Logo Questions Linux Laravel Mysql Ubuntu Git Menu
 

Python defaultdict(list) de/serialization performance

I am working on a script which needs to process a rather large (620 000 words) lexicon on startup. The input lexicon is processed word-by-word into a defaultdict(list), with keys being letter bi and trigrams and values being lists of words that contain the key letter n-gram using

for word in lexicon_file:
    word = word.lower()
    for letter n-gram in word:
        lexicon[n-gram].append(word)

such as

> lexicon["ab"]
["abracadabra", "abbey", "abnormal"]

The resulting structure contains 25 000 keys, each key contains a list with between 1 and 133 000 strings (average 500, median 20). All strings are in windows-1250 encoding.

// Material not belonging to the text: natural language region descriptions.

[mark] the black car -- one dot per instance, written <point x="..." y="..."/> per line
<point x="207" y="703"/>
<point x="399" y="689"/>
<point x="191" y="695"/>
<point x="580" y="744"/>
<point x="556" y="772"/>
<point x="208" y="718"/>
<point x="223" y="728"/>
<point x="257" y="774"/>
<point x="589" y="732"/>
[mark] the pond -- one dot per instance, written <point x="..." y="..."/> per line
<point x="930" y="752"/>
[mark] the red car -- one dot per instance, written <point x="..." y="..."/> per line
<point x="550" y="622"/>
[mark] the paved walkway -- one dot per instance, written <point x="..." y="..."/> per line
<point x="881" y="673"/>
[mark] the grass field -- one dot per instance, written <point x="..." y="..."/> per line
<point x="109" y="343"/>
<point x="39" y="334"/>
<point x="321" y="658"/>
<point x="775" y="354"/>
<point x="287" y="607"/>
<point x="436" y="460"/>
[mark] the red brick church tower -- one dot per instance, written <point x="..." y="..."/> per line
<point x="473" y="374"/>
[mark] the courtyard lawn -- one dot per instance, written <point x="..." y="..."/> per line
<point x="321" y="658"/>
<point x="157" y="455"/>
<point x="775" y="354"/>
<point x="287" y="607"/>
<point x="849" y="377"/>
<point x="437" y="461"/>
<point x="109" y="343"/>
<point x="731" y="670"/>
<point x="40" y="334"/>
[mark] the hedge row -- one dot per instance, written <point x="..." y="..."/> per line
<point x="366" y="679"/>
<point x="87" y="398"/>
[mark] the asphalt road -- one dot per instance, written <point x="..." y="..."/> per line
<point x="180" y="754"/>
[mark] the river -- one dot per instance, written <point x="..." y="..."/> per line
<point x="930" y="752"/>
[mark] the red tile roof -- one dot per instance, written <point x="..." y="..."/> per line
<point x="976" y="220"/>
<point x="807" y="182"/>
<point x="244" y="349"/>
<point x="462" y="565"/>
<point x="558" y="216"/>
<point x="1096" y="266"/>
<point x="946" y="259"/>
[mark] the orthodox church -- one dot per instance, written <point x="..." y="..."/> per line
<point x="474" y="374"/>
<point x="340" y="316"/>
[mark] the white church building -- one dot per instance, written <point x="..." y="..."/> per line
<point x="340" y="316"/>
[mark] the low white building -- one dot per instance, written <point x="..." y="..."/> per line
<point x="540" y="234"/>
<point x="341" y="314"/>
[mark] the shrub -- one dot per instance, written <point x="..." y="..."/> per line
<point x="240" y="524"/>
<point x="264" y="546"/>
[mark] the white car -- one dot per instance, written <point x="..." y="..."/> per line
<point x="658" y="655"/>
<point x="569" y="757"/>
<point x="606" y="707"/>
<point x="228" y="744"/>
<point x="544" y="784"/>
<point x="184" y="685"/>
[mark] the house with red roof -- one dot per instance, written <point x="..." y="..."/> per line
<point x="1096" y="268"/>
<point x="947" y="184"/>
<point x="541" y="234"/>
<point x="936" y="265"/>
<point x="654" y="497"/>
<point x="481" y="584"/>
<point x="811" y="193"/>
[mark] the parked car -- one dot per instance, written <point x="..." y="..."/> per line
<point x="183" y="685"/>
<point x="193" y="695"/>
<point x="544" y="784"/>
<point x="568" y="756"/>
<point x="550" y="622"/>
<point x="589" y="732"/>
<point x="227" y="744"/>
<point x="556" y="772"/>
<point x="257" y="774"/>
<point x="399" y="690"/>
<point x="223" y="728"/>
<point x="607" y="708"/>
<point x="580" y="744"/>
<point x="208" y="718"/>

This processing takes a lot of time (negligible considering the expected real runtime of the script, but generally taxing when testing) and since the lexicon itself never changes, I figured it might be faster to serialize the resulting defaultdict(list) and then deserialize it on every subsequent startup.

What I found out is that even when using cPickle, the deserialization process is about twice as slow as simply processing the lexicon, with average values being close to:

> normal lexicon creation
45 seconds
> cPickle deserialization
80 seconds

I don't have any experience with serialization, but I was expecting deserialization to be faster than normal processing, at least for the cPickle module.

My question is, is this result expectable? Why? Are there any ways to store/load my structure faster?

like image 421
Deutherius Avatar asked Apr 18 '14 19:04

Deutherius


1 Answers

The best way to figure something like this out is to just write a bunch of tests and use timeit to see which is faster. I ran some tests below, but you should try this with your lexicon dict, as your results may vary.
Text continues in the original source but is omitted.